Alfred Cortot

Cet article est extrait de l'ouvrage Larousse « Dictionnaire de la musique ».

Pianiste, chef d'orchestre et pédagogue français (Nyon, Suisse, 1877 – Lausanne 1962).

Né d'un père français et d'une mère suisse, il commença l'étude du piano avec ses sœurs, et eut l'occasion d'entendre jouer Clara Schumann. Il entra au Conservatoire de Paris dans les classes d'Émile Decombes (qui avait reçu les conseils de Chopin) et de Louis Diémer pour le piano, de Raoul Pugno et de Xavier Leroux pour l'écriture. Il obtint son premier prix de piano en 1896. Fervent wagnérien, il fut chef de chant à Bayreuth et, dans le cadre d'une Société des festivals lyriques qu'il avait fondée, dirigea en 1902 à Paris, en première audition, Tristan et Isolde et le Crépuscule des dieux. L'échec financier de ces exécutions l'obligea à reprendre ses activités de pianiste, mais non à renoncer à la direction d'orchestre et à l'organisation de concerts : il fonda en 1903 l'Association des concerts Cortot et y donna les premières auditions à Paris de la Missa solemnis de Beethoven, de Parsifal de Wagner, de la Légende de sainte Élisabeth, du Requiem allemand de Brahms, de mélodies de Moussorgski, mais aussi d'œuvres de D'Indy, Chausson, Lekeu, Magnard, Roussel, Ladmirault, etc. En 1905, il forma avec le violoniste Jacques Thibaud et le violoncelliste Pablo Casals un trio demeuré fameux ; il joua aussi beaucoup en duo avec Casals et plus encore avec Thibaud. De 1907 à 1917, il fut professeur de piano au Conservatoire de Paris. En 1918, il fonda, avec A. Mangeot, l'École normale de musique, en demeura longtemps le directeur et y donna des cours d'interprétation réputés où il eut notamment pour disciples Dinu Lipatti, Clara Haskil, Magda Tagliaferro, Yvonne Lefébure, Vlado Perlemuter et Samson François. Il donna son dernier concert à Prades en 1958, avec Pablo Casals.
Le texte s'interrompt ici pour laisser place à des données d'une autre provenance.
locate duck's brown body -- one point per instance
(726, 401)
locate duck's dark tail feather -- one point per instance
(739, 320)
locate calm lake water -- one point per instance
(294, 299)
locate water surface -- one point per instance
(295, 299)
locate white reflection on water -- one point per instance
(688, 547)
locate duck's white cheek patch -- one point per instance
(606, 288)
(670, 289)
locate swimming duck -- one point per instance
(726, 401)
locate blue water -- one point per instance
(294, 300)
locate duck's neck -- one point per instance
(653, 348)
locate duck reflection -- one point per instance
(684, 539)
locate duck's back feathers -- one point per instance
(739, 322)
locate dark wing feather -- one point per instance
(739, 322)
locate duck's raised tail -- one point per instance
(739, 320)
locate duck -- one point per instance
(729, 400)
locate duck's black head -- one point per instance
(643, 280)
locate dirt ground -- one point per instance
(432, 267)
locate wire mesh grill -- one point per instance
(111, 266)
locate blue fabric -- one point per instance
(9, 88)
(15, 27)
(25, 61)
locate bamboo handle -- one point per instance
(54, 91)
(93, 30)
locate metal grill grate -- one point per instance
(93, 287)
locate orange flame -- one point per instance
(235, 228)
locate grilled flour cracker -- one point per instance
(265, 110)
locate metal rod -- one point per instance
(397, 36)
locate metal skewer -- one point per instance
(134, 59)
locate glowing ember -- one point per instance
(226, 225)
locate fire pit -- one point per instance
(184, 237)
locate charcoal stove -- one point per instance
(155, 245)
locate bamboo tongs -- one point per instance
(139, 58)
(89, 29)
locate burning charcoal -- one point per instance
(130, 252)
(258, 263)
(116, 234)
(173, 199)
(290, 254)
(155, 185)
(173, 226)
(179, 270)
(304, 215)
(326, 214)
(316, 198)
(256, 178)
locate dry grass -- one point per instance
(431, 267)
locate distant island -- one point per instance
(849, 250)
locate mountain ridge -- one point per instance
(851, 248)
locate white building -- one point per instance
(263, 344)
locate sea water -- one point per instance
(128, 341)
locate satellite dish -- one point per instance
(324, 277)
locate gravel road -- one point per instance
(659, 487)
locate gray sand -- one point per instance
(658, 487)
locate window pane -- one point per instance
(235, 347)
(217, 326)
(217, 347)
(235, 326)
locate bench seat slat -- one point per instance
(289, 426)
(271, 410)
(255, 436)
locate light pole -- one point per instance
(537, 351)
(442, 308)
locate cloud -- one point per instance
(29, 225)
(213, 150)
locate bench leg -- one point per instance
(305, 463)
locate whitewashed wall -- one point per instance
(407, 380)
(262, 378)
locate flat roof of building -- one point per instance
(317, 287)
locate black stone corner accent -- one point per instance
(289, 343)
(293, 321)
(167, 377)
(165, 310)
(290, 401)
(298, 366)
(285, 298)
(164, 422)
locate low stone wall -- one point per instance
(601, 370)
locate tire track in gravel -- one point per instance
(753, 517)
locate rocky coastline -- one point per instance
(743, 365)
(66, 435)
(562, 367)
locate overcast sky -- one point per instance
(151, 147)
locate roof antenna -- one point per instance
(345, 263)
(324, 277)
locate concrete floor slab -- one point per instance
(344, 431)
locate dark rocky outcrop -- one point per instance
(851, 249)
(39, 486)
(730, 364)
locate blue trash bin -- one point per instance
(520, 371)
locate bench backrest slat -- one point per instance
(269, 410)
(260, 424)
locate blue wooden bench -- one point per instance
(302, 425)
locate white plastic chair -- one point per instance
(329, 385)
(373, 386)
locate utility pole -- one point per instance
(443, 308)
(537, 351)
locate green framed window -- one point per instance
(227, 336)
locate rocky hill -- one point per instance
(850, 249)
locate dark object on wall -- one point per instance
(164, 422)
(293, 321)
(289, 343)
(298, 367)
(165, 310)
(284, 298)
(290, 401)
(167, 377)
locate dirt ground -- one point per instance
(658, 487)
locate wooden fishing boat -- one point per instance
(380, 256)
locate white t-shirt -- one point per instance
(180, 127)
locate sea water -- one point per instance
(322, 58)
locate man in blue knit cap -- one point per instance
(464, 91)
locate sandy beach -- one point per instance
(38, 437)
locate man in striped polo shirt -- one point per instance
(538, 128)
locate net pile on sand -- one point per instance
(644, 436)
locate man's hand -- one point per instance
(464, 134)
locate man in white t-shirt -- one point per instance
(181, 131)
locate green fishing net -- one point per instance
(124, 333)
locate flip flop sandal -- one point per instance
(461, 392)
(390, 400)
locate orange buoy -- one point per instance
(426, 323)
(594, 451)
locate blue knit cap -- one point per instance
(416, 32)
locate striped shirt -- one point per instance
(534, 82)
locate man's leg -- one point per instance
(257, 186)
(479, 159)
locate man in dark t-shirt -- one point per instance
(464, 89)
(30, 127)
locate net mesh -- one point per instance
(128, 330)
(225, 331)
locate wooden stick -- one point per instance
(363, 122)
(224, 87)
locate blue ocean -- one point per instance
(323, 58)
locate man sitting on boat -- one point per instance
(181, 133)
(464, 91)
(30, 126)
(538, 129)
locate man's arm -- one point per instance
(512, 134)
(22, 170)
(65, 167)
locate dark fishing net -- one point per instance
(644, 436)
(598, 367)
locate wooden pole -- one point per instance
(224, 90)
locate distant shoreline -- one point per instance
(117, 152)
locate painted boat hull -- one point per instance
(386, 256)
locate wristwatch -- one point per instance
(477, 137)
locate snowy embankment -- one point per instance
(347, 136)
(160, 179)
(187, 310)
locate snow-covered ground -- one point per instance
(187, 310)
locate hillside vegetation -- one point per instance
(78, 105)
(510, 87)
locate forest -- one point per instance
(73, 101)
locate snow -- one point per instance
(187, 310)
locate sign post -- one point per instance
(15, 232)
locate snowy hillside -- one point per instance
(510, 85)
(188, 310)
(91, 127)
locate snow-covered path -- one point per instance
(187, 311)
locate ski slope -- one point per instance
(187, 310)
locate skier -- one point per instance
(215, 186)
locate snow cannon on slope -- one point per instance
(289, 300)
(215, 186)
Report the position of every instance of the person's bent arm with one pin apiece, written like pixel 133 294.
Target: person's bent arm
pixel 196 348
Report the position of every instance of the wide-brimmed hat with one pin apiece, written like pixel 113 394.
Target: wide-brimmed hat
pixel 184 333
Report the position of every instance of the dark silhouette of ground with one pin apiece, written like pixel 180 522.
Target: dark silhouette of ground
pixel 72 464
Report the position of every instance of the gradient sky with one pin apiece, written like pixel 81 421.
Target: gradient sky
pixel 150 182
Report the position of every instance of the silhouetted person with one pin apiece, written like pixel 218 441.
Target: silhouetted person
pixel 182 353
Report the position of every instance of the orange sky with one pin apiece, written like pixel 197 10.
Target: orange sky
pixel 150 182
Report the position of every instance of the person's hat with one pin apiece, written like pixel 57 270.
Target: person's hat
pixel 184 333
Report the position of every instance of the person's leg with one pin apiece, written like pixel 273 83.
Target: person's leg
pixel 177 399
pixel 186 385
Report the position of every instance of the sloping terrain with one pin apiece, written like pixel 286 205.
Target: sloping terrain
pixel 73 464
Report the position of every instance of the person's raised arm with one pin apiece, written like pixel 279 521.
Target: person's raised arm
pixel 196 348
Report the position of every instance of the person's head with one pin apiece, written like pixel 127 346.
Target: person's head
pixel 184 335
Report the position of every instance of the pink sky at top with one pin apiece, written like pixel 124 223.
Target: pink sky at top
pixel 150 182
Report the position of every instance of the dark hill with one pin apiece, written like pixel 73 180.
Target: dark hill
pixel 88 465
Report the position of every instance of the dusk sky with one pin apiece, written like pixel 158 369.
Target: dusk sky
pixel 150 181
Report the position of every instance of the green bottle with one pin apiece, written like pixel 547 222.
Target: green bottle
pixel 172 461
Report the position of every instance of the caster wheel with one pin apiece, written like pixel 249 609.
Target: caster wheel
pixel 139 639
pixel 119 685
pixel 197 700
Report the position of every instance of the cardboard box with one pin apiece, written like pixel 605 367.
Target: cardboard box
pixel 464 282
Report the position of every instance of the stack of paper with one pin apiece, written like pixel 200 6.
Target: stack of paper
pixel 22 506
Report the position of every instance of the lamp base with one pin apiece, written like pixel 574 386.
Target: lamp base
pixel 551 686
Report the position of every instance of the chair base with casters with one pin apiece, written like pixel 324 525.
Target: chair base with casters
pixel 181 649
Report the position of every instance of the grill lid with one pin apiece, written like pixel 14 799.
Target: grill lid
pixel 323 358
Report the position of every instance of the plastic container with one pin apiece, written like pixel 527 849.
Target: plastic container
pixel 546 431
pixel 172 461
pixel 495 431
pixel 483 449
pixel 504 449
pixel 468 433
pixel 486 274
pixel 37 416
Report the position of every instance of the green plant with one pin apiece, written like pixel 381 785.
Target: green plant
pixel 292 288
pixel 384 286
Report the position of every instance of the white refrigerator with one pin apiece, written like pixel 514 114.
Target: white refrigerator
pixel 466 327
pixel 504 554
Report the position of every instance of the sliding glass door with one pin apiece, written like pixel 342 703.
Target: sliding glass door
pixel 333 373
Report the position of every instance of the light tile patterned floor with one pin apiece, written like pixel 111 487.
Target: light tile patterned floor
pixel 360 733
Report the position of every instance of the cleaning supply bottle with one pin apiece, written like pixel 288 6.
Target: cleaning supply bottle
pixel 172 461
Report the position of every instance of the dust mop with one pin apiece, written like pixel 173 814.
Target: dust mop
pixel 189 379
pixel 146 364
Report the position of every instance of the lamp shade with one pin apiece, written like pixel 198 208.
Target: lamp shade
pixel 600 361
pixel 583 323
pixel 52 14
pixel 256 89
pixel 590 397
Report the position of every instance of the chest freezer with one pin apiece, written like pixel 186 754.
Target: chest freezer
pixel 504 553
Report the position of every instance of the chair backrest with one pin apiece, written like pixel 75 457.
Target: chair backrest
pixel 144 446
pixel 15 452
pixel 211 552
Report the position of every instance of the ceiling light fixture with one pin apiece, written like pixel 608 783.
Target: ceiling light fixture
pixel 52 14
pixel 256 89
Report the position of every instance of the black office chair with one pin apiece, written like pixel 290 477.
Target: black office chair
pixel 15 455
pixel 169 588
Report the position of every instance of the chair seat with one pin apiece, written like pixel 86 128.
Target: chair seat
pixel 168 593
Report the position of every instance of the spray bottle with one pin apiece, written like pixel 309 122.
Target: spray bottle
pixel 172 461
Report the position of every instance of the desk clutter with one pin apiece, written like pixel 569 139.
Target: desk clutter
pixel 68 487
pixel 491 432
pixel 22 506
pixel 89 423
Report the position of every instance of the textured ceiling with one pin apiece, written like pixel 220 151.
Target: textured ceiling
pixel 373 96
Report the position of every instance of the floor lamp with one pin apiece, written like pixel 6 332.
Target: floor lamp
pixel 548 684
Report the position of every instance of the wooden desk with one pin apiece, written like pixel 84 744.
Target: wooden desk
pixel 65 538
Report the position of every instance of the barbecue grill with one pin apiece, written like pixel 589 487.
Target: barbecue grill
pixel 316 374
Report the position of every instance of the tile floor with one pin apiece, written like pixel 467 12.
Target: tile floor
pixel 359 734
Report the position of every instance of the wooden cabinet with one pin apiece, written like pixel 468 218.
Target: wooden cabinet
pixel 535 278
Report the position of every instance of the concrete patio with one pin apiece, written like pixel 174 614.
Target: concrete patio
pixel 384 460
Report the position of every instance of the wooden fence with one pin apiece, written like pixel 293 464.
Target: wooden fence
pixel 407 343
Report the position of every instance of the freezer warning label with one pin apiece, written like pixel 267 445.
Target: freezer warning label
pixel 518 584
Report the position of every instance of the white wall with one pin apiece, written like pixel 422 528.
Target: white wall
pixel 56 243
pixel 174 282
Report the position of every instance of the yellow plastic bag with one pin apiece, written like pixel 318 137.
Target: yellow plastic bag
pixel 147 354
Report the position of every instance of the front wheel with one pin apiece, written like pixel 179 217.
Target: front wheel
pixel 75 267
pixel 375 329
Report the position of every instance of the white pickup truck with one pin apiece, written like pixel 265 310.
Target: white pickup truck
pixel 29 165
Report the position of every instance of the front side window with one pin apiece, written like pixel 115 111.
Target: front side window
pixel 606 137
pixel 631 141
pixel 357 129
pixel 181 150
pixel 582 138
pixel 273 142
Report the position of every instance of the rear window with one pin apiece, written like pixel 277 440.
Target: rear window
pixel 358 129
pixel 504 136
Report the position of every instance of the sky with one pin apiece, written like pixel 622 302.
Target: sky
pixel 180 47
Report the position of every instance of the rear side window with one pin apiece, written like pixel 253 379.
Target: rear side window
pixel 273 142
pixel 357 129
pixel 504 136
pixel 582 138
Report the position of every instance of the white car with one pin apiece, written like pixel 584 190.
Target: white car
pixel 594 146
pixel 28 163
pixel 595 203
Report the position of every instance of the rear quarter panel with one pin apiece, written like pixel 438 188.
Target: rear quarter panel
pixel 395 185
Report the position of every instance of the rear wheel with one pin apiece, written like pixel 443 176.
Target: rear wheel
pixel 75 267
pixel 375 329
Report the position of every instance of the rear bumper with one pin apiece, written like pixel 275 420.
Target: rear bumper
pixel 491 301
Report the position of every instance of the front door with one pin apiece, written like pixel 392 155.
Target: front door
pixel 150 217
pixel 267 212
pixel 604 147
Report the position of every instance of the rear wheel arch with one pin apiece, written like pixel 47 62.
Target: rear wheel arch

Ce grand ambassadeur de l'art français a mérité plus qu'aucun autre d'être appelé un « poète du piano ». Ses interprétations, servies par un toucher admirable, par une sonorité très particulière, liquide, profonde, sans dureté même dans la plus grande force, étaient le reflet d'un véritable univers spirituel, d'une ample vision d'humaniste, le fruit d'une profonde réflexion parcourue d'intuitions qui donnaient à son phrasé un tour très personnel. Son répertoire était vaste, mais son jeu s'accordait particulièrement à la musique de Chopin, Schumann, Liszt et Debussy. Sa pédagogie s'orientait beaucoup plus vers une compréhension profonde des œuvres que vers la technique pure ou vers des recettes d'exécution. Elle rattachait sans cesse une analyse précise à un vaste contexte esthétique. On en trouve l'image dans le Cours d'interprétation recueilli par Jeanne Thieffry (2 vol., Paris, 1934), mais aussi dans des ouvrages écrits par Cortot lui-même d'une plume brillante : la Musique française de piano (3 vol., Paris, 1930-1932), Aspects de Chopin (Paris, 1949). Cortot a également laissé des éditions de travail d'œuvres de Chopin, Schumann, Franck, etc.